This is the building at the west end of the Odeum and of which a part of the thick columns have been reerected. The Prytaneum was the edifice where the executive council (Prytanes) ruling Ephesus had their meetings, ate their meals, received official guests and honoured them. It was also called the municipality building. The head of the executive committee was called the Prytan and was selected from among the elite families of Ephesus. He had also to be rich because he would pay for most of the expenditures relating to the city from his own budget. The Prytan's essential task was to watch over the cults in the city, to organize the ceremonies and to continue the social life of the city. Furthermore, he had to see that the sacred hearth of Hestia situated in the middle of the building was kept burning perpetually. This hearth was kept alive representing all the hearths in Ephesus.

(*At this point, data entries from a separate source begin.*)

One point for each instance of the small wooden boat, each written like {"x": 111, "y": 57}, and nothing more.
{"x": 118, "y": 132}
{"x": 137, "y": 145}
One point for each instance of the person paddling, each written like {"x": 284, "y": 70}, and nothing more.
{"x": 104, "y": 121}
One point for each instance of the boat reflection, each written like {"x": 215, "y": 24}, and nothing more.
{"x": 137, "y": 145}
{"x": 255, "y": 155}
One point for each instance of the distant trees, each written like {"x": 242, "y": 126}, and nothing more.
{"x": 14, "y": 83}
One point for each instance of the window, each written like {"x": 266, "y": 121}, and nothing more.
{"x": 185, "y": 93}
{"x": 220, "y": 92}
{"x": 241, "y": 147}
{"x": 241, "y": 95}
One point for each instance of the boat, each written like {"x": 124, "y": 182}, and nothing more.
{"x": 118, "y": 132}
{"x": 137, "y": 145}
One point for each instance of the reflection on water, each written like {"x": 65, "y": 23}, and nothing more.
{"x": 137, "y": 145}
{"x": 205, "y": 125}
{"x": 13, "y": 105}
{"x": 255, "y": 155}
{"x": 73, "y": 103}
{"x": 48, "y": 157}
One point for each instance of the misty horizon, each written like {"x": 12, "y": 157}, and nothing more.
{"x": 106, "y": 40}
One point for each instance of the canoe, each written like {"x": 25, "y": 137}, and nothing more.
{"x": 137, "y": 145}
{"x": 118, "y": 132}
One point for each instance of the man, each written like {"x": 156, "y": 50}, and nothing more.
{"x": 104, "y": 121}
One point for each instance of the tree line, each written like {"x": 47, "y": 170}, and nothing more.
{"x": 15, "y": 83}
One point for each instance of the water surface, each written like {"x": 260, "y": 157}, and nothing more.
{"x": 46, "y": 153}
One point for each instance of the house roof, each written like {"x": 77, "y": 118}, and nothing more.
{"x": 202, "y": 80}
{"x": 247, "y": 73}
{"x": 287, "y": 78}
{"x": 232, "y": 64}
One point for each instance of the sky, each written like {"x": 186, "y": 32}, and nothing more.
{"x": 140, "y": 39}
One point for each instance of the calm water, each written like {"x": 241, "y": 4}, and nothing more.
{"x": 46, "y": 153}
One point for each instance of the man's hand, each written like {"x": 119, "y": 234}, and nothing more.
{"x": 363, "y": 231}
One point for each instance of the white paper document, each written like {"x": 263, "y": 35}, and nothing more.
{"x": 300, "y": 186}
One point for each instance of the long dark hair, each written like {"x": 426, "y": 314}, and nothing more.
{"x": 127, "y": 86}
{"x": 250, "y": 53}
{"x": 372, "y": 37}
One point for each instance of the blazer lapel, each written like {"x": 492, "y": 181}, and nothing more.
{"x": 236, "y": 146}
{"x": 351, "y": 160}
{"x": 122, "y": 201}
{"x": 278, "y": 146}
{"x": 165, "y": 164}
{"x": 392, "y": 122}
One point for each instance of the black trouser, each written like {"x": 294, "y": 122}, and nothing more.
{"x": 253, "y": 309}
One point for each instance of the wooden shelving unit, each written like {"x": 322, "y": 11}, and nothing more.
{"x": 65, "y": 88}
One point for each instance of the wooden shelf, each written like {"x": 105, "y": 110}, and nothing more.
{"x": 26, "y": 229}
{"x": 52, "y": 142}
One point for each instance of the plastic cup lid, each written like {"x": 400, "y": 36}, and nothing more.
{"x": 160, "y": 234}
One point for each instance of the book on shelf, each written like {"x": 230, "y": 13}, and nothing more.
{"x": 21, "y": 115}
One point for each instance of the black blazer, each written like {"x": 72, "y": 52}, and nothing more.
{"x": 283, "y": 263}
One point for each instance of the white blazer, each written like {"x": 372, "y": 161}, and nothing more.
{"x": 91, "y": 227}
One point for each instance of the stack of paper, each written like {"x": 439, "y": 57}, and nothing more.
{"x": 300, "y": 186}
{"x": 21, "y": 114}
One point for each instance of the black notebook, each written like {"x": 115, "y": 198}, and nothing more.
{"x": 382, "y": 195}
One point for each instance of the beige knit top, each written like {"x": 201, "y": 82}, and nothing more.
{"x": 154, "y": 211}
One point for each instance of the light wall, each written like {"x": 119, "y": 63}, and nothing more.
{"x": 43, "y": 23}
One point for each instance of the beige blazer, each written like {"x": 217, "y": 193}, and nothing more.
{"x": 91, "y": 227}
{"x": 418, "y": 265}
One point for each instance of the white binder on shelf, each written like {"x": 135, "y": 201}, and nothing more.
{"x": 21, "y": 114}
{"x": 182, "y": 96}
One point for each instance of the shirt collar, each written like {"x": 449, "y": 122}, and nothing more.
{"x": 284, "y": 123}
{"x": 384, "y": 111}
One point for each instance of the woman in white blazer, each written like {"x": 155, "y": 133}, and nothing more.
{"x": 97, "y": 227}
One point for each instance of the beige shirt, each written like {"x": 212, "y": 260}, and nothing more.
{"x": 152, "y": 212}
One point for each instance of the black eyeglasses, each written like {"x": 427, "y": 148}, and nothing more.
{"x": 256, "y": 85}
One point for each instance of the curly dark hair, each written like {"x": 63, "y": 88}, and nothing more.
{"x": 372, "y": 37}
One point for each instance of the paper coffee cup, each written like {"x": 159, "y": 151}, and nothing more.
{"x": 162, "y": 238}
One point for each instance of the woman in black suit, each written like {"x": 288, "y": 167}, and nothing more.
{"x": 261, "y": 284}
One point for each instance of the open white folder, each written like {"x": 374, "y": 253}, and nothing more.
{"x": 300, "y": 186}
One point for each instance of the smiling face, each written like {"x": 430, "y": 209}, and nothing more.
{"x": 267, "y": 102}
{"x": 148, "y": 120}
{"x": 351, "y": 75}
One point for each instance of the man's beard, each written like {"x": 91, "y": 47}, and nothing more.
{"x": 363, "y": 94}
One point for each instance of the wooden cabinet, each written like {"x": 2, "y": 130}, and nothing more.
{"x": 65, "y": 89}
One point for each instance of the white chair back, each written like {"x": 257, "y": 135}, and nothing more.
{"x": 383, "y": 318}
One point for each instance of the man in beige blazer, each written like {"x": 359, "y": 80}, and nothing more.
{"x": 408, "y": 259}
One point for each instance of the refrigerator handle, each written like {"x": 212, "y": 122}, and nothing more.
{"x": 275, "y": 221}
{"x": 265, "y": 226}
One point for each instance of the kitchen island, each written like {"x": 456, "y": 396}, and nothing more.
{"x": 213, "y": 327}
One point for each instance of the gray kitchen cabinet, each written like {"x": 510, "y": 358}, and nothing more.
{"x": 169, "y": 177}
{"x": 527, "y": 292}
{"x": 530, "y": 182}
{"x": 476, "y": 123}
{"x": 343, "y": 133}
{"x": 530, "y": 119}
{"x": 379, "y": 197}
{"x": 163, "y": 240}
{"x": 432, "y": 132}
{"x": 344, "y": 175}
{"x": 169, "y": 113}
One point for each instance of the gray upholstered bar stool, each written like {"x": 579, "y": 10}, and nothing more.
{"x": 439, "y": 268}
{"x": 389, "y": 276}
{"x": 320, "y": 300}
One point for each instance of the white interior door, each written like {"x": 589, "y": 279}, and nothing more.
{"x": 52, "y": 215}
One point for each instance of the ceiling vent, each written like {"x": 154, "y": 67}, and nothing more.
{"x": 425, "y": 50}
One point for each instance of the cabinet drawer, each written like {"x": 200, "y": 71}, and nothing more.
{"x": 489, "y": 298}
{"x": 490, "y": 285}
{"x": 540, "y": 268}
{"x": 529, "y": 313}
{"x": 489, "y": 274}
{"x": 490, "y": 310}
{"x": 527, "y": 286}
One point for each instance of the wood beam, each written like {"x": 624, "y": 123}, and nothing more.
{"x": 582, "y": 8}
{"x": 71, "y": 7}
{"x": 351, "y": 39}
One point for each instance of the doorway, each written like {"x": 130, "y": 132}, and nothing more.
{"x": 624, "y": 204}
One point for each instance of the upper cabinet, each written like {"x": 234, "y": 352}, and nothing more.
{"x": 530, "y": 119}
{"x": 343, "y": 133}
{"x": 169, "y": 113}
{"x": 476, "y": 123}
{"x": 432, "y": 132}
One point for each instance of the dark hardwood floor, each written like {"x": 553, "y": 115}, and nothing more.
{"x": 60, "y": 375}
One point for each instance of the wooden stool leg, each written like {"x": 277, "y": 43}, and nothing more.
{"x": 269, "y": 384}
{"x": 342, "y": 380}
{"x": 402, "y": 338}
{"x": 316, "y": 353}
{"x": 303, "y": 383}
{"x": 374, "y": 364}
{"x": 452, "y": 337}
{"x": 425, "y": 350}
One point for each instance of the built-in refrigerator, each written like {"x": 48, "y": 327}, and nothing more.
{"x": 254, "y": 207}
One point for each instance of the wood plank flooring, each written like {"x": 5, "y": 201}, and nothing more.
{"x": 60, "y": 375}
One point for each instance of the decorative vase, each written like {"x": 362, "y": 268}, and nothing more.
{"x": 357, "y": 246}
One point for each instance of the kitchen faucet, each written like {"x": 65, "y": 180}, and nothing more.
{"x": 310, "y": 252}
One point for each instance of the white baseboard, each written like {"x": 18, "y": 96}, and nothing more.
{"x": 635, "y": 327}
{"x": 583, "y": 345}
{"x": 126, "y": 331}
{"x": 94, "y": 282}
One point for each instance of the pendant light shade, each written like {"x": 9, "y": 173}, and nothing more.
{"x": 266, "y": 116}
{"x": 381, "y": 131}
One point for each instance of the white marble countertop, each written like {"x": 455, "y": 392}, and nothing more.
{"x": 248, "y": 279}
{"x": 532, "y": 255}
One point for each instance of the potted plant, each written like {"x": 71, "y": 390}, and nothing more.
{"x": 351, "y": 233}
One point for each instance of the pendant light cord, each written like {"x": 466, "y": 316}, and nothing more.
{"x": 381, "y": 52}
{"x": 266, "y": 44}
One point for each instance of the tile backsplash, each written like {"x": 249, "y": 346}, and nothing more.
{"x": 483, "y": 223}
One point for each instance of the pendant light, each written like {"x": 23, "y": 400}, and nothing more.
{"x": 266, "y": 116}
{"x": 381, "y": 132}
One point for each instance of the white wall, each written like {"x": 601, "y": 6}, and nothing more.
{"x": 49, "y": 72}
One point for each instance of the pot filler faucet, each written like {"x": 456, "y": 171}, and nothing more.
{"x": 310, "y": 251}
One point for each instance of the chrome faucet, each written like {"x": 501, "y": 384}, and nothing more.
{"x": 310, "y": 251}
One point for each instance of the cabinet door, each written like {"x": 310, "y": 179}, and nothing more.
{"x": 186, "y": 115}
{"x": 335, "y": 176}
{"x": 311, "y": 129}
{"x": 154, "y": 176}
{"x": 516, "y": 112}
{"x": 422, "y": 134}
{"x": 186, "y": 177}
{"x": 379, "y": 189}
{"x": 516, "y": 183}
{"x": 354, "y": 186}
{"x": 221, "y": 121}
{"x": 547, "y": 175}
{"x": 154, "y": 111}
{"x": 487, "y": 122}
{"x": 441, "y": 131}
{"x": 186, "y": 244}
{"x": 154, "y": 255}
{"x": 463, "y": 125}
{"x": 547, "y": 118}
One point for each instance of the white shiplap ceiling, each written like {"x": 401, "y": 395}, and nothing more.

The square shaped area made of darker stones in the hall of the building is the place of the sacred hearth. The famous statues of Artemis on display in the Museum of Ephesus were found buried in the Prytaneum. It is understood that at the time of the Iconoclasts the Prytaneum was destroyed but that the destroyers did not dare touch the statues of Artemis.
The Prytaneum, with its façade of six thick columns, had the aspect of a Doric temple. There were double columns in the corners of the main hall in the middle of which stood the sacred hearth. The surrounding buildings served the functions of the Prytaneum.
The inscriptions on the columns are the lists of names of the Curetés. The order of priests called the Curetés who were formerly in the temple of Artemis were later given a place in the Prytaneum.
The Prytaneum was built in the 1st century BC. Restoration is going on at present.